Das Zaunelement war genügend gesichert. Der ermittelnde Polizeibeamte … hat in dem Ermittlungsbericht ausgeführt, dass ein erheblicher Kraftaufwand zum Hochheben des Elementes aufzuwenden war. Nach seiner Einschätzung mussten die Kinder es in Gemeinschaftsarbeit geschafft haben, den Zaun zu entfernen, ohne dass ihnen diese Ergebnis intellektuell und körperlich zuzutrauen war. Für die Kammer ist diese Einschätzung des Polizeibeamten von Bedeutung, da er Vater von Kleinkindern ist. Bei dieser Konstellation ist nicht die Einholung eines Sachverständigengutachtens über die Leistungsfähigkeit von 2-3-jährigen Kindern erforderlich. Es gilt ein objektivierter Maßstab der betroffenen Verkehrskreise (Schmidt-Kessel, aaO., § 276 Rn 9 ff.). Der ermittelnde Polizeibeamte als Vater von kleinen Kindern gehört ebenso dazu, wie die Mitglieder der Kammer. Diese haben oder hatten Kinder im fraglichen Alter und/oder kennen diese aus dem unmittelbaren Verwandten- und Bekanntenkreis, wie im Termin erörtert wurde. Danach reichten die von der Beklagten getroffenen Sicherungsmaßnahmen aus.
Aus dem objektiven Umstand, dass es die Kinder offensichtlich geschafft hatten, das Tor auszuhängen, kann weder geschlossen werden, dass eine solche Maßnahme erkennbar unzureichend war noch dass das Tor nicht sorgfältig eingehängt gewesen war. Die Unklarheit, was konkret gewesen ist, lässt sich auch mit Hilfe eines Sachverständigen nicht mehr aufklären. Hinzu kommt, dass die Beklagte objektiv gegen Sorgfaltspflichten verstoßen haben müsste. Nach den mit kleinen Kindern gewonnenen Erfahrungen der Kammermitglieder ist es eher vorstellbar, dass forsche Kinder einen Jägerzaun überklettern, aber nicht in dem Alter ein Zaunelement der streitigen Art ausheben.
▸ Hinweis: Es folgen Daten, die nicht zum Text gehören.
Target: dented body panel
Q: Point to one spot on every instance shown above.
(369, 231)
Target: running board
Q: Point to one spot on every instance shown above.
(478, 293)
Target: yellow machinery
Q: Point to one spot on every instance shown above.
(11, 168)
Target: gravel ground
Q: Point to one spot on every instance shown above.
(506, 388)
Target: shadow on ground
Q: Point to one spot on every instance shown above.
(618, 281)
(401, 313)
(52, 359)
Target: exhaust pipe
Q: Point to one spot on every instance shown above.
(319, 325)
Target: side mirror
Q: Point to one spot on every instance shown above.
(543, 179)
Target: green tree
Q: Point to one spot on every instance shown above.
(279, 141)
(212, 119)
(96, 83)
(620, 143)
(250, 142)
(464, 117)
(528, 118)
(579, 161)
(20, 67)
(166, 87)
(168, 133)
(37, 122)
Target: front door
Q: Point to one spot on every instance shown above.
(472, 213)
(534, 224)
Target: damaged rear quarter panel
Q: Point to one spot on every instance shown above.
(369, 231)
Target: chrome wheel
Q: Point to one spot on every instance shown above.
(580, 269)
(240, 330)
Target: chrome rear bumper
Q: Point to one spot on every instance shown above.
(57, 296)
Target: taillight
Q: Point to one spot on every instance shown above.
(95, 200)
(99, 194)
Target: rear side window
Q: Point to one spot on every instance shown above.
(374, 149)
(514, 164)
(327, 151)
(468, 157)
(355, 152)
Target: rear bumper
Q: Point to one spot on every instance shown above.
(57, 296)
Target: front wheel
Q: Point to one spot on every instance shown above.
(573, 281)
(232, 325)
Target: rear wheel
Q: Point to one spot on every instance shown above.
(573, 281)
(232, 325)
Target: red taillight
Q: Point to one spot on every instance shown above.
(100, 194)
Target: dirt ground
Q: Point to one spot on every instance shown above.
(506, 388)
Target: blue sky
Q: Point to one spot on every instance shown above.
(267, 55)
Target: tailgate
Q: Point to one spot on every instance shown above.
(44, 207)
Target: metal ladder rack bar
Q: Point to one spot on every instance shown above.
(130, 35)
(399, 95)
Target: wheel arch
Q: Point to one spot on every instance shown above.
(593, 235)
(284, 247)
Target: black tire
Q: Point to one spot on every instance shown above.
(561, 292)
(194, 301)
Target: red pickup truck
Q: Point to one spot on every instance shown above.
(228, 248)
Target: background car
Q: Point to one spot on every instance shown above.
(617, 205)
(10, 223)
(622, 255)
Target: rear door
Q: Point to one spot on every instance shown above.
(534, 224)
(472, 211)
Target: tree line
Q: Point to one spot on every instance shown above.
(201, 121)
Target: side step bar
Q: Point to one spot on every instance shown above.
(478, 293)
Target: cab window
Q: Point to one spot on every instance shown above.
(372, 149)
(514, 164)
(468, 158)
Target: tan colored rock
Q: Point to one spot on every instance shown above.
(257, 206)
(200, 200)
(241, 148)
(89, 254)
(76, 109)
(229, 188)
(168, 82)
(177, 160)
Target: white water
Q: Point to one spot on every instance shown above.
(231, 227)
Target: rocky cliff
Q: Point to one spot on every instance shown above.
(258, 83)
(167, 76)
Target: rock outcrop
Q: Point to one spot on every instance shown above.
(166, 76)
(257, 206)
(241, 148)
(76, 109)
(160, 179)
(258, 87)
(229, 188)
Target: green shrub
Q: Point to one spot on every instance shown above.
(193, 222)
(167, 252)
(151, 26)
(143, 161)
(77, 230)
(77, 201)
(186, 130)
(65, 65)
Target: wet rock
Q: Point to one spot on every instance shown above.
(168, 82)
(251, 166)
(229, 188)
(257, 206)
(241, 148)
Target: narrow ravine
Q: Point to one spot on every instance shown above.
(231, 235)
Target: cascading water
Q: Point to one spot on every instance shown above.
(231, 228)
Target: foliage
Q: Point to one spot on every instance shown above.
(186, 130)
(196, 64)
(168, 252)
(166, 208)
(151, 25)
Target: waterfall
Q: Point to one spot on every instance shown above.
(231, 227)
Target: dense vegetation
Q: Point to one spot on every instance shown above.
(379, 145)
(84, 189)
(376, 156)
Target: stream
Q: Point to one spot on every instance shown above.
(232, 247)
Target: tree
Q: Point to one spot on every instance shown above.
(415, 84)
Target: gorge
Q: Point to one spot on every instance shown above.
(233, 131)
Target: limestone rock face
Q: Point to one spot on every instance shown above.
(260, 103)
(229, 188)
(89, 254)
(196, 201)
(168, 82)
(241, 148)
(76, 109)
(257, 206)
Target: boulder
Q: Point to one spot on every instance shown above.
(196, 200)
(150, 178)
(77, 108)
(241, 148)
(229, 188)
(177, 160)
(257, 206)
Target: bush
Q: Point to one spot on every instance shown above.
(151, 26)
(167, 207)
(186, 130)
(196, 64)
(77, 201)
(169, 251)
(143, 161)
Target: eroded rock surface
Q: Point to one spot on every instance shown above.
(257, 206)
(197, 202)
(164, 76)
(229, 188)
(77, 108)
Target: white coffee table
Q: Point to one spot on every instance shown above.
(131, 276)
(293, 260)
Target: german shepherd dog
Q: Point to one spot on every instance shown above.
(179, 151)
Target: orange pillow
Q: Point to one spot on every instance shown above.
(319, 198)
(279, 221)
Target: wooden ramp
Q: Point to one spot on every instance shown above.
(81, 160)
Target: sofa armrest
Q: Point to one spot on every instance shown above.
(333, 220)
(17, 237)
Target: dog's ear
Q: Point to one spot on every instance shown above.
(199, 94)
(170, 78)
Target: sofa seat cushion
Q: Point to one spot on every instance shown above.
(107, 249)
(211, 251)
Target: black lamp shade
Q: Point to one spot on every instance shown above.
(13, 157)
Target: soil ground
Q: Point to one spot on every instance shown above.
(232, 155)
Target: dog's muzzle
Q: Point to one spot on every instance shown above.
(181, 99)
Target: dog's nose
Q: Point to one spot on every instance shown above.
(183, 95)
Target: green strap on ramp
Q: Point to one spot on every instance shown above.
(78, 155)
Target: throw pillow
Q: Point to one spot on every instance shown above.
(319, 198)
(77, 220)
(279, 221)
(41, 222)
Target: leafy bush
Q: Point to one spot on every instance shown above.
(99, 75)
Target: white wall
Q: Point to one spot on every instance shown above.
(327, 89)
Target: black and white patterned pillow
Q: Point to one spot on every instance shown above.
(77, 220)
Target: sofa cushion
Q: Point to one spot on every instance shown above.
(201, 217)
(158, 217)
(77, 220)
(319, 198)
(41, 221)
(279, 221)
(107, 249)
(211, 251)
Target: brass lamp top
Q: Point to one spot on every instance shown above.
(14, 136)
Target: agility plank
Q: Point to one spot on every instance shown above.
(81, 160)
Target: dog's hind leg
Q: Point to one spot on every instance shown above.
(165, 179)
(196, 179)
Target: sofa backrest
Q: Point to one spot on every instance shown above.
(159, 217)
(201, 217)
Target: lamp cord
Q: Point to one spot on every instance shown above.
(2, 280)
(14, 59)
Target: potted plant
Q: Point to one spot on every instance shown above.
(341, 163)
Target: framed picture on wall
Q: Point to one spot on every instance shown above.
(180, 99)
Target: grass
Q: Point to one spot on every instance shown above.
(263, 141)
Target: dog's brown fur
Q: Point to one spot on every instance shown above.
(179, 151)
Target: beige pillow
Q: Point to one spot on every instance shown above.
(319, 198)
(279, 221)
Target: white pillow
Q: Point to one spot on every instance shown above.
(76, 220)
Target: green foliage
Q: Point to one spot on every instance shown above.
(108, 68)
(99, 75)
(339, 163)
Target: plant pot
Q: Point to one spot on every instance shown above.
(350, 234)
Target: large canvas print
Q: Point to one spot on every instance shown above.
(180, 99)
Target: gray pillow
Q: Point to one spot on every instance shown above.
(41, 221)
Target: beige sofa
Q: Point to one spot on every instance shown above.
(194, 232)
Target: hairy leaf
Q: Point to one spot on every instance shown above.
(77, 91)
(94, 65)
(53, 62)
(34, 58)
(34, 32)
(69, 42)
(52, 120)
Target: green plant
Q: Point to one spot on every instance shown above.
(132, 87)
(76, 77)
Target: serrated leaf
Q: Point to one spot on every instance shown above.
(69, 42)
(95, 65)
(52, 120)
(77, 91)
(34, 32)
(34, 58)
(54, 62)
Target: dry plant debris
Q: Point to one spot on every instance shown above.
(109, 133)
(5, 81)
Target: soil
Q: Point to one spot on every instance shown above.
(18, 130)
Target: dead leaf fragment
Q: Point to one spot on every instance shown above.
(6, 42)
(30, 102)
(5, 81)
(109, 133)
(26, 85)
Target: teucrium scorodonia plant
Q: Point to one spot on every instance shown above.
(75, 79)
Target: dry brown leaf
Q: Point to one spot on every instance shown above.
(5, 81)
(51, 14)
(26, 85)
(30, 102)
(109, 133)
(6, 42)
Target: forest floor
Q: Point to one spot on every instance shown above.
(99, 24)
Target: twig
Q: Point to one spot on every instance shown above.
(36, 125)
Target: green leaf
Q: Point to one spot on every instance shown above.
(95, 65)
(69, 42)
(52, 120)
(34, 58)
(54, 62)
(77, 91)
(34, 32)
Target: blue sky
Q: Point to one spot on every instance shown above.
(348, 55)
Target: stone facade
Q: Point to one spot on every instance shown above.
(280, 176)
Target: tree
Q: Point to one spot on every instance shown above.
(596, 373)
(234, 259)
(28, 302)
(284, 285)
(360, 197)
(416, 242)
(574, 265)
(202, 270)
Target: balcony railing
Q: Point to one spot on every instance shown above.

Der Beklagten kann auch nicht vorgeworfen werden, sie habe die Kinder zu lange nicht unter Beobachtung gehabt. Auch das kann die Kammer aus eigener Kenntnis beurteilen. Es kommt dabei stets darauf an, welche Gefahren den Kindern drohen können und mit welchen Taten zu rechnen ist. In einer ungefährlichen Umgebung brauchten Kinder von 2 1/2 und knapp 3 Jahren nicht ständig im Blickfeld zu sein. Die Kinder hatten kein gefährliches Spielzeug, sie übten in dem Garten keine verletzungsanfälligen Tätigkeiten aus und das Schwimmbecken stellte nach den obigen Ausführungen keine vorhersehbare Gefahr dar. Die Beklagte hatte erhebliche Erfahrungen mit eigenen Kindern und Enkelkindern.
Der Kammer ist bewusst, dass die Klägerin keine rechten Möglichkeiten der Sachaufklärung und kaum "natürliche Verbündete" hat, welche in Gegnerschaft und Interessengegensätzen zur Beklagten stehen und die bei der Sachverhaltsaufklärung hätten helfen können und wollen. Das kann aber nicht zu einer Herabsetzung der Beweisanforderungen führen. Die Kammer hat die Beklagte angehört. Dabei ist nicht der Eindruck entstanden, dass die Beklagte den auch für sie schrecklichen Vorgang verschleiert, verdunkelt oder dass sie gar die Unwahrheit sagt. Soweit Widersprüche aufgetreten sind, ob auch … ins Wasser gefallen war, sind die mit Erinnerungslücken erklärlich und führen nicht zu der Einschätzung, dass es der Beklagten an Wahrheitsliebe fehlt.
Es dürfte sich demgemäß um einen für alle Beteiligten tragischen Unglücksfall handeln mit der Hoffnung, dass sich der Gesundheitszustand von … möglichst optimal entwickeln möge.
Die Nebenentscheidungen haben ihre Rechtsgrundlage in den §§ 91, 709 ZPO.